One way to do this is to keep all the feasible and repaired configurations sampled at each iteration of the optimization process. For instance, after using the method described here https://milotorda.net/etrpa-repairing-unfeasible-solutions/ , I obtained 573621 packings

and out of these I select those with densities higher than 0.7 which leaves me with 1296 structures

Still quite a lot. Lets reduce it even further by clustering. Most likely many of the structures are quite similar to each other and my goal is to identify the most dissimilar ones.

To do this, I did a single-linkage hierarchical clustering on the 1296 configurations using the standard Euclidean distance. Given that the underlying configuration space is a 9-dimensional unit flat torus, the metric coincides with the metric of that of \mathbb{R}^9, thus making sure that the single-linkage hierarchical clustering respects the geometry of my configuration space.

Suppose I want to have a selection of 100 most distinct structures. To do this, I cut the dendrogram tree at a level where it has 100 leaves (in terms of Topological Data Analysis I create a Čech complex with 100 connected components)

and within each cluster the configuration with the highest packing density, leaving me with 100 structures

Let’s have a look at the packing configurations of the two most distinct clusters:

Density 0.7267

Density 0.7053

These structures seem quite similar, possibly due to the limited variability allowed within the P1 space group.

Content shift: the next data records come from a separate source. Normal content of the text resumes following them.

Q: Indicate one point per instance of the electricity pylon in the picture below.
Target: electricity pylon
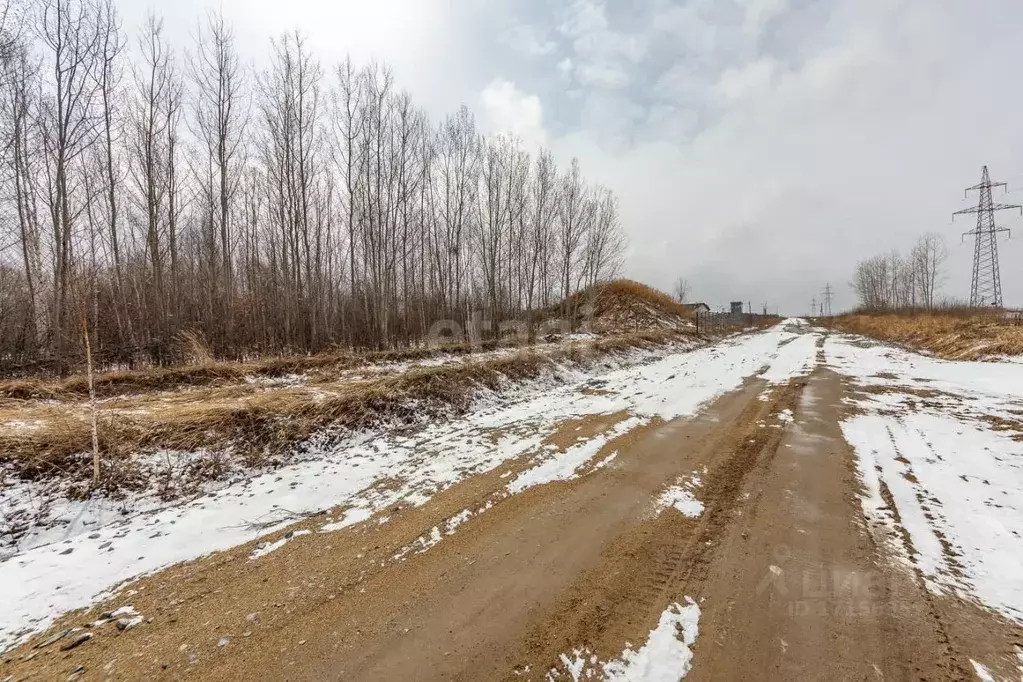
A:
(986, 288)
(828, 298)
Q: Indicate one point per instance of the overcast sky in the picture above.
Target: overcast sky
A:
(758, 147)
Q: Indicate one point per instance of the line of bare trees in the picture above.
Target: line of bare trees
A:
(892, 280)
(147, 191)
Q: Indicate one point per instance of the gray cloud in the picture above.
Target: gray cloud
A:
(759, 147)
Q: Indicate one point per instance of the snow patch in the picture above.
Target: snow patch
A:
(264, 548)
(680, 497)
(666, 655)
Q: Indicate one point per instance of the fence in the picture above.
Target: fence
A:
(717, 322)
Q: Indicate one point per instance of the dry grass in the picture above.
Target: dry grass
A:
(624, 305)
(211, 373)
(621, 306)
(262, 426)
(952, 334)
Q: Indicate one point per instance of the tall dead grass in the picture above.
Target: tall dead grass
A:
(953, 334)
(265, 426)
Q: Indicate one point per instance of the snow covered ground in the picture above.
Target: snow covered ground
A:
(945, 441)
(101, 545)
(664, 657)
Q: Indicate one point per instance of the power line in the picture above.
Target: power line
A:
(828, 298)
(986, 287)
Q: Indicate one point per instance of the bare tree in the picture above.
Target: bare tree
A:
(219, 118)
(928, 258)
(680, 289)
(359, 223)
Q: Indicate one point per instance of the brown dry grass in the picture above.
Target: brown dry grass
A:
(262, 426)
(622, 306)
(955, 335)
(212, 373)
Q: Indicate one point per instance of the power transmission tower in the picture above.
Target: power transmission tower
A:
(986, 288)
(828, 298)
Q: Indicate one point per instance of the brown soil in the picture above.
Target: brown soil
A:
(260, 424)
(792, 582)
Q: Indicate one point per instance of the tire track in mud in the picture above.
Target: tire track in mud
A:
(663, 558)
(954, 622)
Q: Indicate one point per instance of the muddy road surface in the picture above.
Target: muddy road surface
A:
(776, 524)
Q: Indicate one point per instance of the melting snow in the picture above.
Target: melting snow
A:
(957, 482)
(104, 543)
(680, 497)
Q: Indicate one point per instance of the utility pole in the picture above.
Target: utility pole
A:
(986, 287)
(828, 298)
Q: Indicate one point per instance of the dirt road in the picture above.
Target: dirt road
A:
(731, 544)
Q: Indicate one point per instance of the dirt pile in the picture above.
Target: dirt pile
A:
(966, 334)
(624, 306)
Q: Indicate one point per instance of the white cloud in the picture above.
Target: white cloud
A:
(507, 109)
(759, 146)
(748, 80)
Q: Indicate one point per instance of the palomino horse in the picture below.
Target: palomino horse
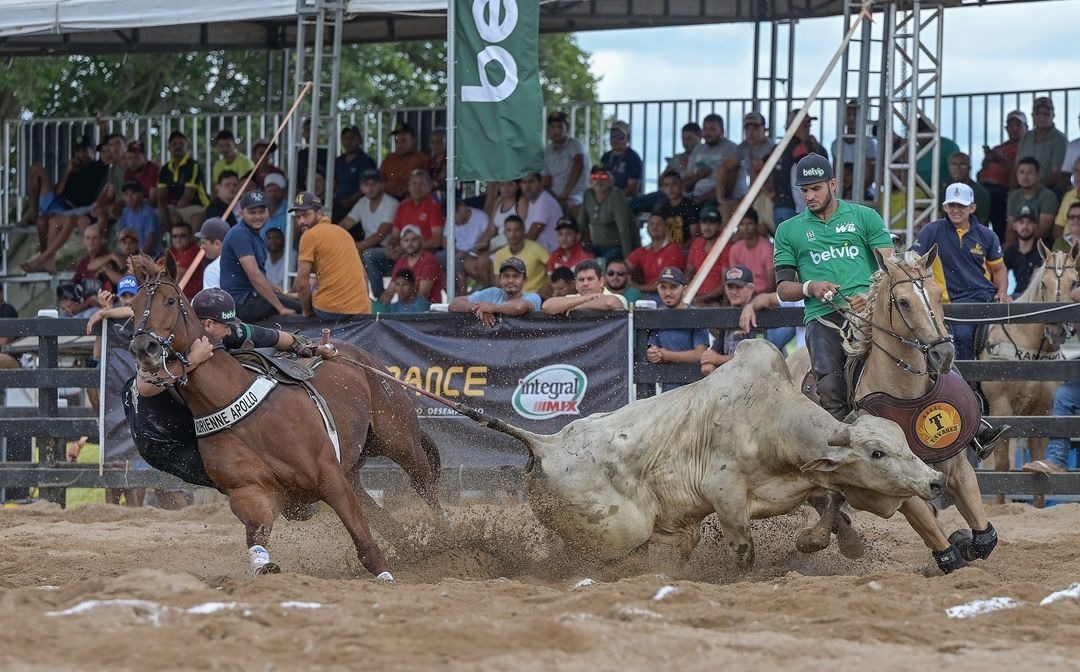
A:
(1053, 282)
(280, 454)
(906, 350)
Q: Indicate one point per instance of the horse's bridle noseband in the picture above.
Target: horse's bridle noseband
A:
(167, 352)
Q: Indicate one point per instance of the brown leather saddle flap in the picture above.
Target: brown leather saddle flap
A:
(939, 425)
(274, 363)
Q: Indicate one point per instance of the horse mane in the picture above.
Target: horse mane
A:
(856, 332)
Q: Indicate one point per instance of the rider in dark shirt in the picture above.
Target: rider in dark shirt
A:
(162, 427)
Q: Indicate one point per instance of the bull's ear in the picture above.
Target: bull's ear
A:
(841, 438)
(822, 464)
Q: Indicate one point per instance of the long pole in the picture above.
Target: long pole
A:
(251, 174)
(766, 171)
(451, 94)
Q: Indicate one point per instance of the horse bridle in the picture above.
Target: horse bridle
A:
(167, 352)
(1048, 335)
(942, 335)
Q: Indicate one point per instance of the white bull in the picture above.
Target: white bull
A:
(744, 442)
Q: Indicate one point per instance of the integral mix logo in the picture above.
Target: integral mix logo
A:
(550, 391)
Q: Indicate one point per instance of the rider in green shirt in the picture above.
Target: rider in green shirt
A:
(826, 252)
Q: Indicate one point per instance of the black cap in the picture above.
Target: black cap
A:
(566, 223)
(811, 170)
(370, 175)
(515, 264)
(558, 116)
(254, 199)
(305, 201)
(403, 126)
(672, 274)
(215, 304)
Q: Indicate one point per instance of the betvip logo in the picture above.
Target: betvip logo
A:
(847, 252)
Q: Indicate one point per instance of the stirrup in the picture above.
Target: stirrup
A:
(986, 440)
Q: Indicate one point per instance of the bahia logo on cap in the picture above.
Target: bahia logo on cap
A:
(550, 391)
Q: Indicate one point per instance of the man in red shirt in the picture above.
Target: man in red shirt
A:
(423, 265)
(646, 263)
(419, 210)
(711, 292)
(185, 250)
(569, 251)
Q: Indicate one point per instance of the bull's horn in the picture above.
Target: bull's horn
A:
(841, 438)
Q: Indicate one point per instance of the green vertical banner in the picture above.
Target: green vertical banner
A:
(498, 104)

A possible problem with these configuration might be, that in most of them, are actually in contact with each other because of the repairing map, and when any two van der Waals spheres of two molecules touch, the energy should go to infinity. So, let’s try another approach.

Since the algorithm performs a Riemannian gradient ascent on a manifold of parametric probability measures, the time evolution of the distribution parameters can be thought of as a trajectory of an autonomous dynamical system. After each iteration, I save the system’s state, and when the algorithm finishes, I can return to that state and generate as many samples as necessary.

For example, after completing the run described in this post ETRPA – repairing unfeasible solutions , I take the state where the maximum packing was sampled

and generate 100 packings with density higher than 0.7 from this distribution. However, this time, I skip the repairing step and only check for overlaps. It takes a bit longer to get 100 packings with density above 0.7 without the repairing process, but the molecules do not come into contact with each other in the resulting configurations.

Let’s take a look at the distribution of these 100 configurations in my configuration space

,the single-linkage hierarchical clustering dendrogram

and the two most distinct structures in this set

Density: 0.7299

Density: 0.7079

Again, it seems they don’t look that much different. Perhaps the best would be to merge the 100 structures selected from the entire optimisation run with the 100 structures generated without repair from the distribution where the maximum packing was sampled

and then use the single-linkage hierarchical clustering to create 100 clusters

to reduce the number of structures to 100 by taking the configuration with highes density in each cluster

In this set of 100 packings, 86 are from the set of selected structures in the optimisation run, and the ramaining 14 are from the 100 structures sampled without repair.

Here are examples from the two most distinct clusters, one obtained from the set without repair and one from the optimisation run set:

Density: 0.7221

Density: 0.7102

They still look like the same configuration, just realised with alternative unit cell parameters. I’m going to blame the lack of variability in the P1 plane group for this.